One comes from a hearing Tuesday in Washington D.C. The other comes from a state engineer quoted yesterday in The Oregonian.
As reported by Streetsblog USA, the president of the country’s most influential road-design organization answered a question about the recent national uptick in the number of people dying on bikes or foot by saying that on rural roads in his home state of Wyoming, road design is not an issue.
“Behavior — driver behavior and cyclist behavior — was really 100 percent the issue, not the design of the pavement,” Jon Cox, president of the American Association of State Highway and Transportation Officials, said in a congressional hearing.
Cox didn’t elaborate on any possible policy changes, rural or otherwise.
Then, yesterday on OregonLive.com, Oregon Department of Transportation traffic engineering unit manager Doug Bish expressed a similar (though not identical) view while describing the agency’s safety efforts.
The state analyzes highways a tenth of a mile at a time and looks for places “where there is a higher number than normal of crashes going on.”
He said that fatal accidents, on their own, don’t necessarily indicate an engineering problem because many of them are the result of driver behavior rather than problems with roads or highways.
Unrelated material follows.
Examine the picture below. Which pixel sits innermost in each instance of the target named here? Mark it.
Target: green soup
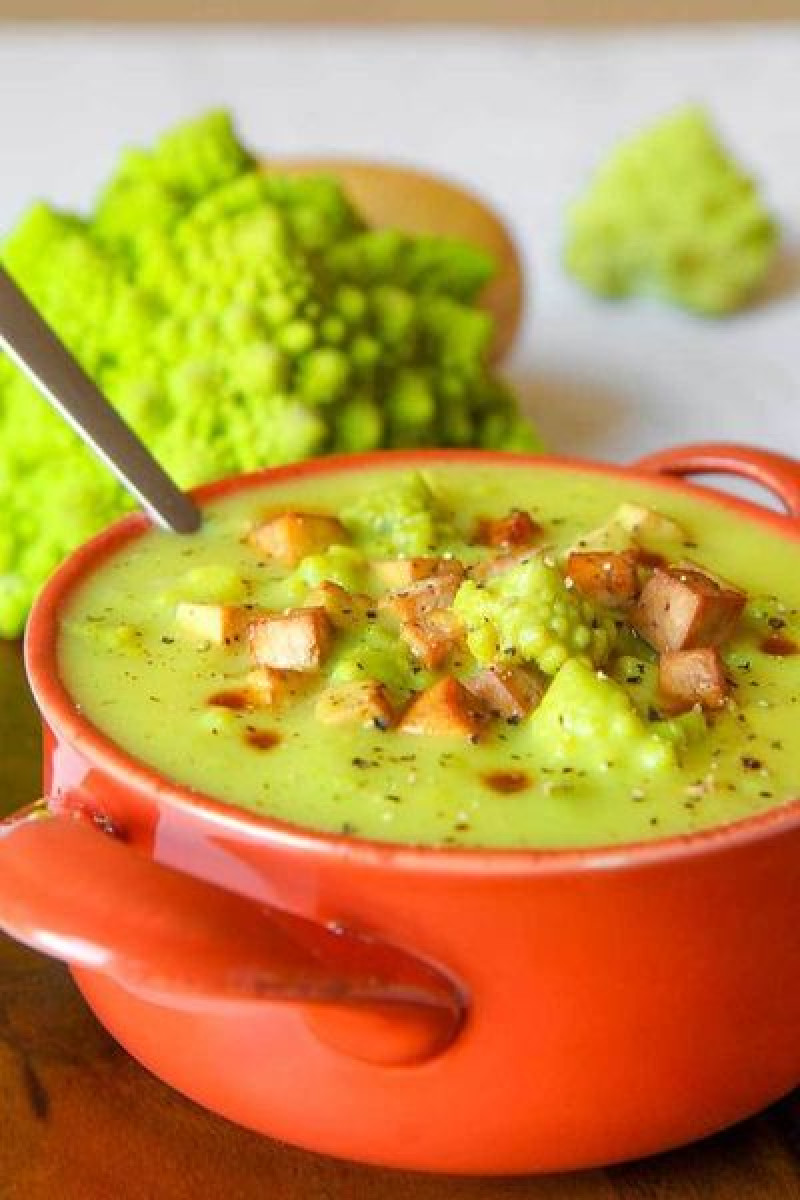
(599, 761)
“If five crashes occur at a location,” he said, “there’s a stronger possibility that something is wrong rather than one crash where five people die.”
Obviously neither Cox or Bish is in favor of road deaths. But do they tolerate road deaths? Bish explicitly does. And neither Cox (a law enforcement officer by trade) or Bish (an engineer) seems to be open to the concept that roads designed for speed are a primary factor behind drivers’ unsafe behavior.
If they’d been pushed on the issue, Cox and Bish might have said that although safety improvements are important, allowing the overwhelming majority of cars to move quickly down a road is more important than preventing thousands of bad decisions from turning into fatalities every year across the country.
That argument might be valid. But it’s one that American politicians and engineering officials aren’t currently forced to make. If Vision Zero can accomplish anything, maybe it’s getting people to say this out loud — and decide for themselves whether they can live with the ongoing consequences.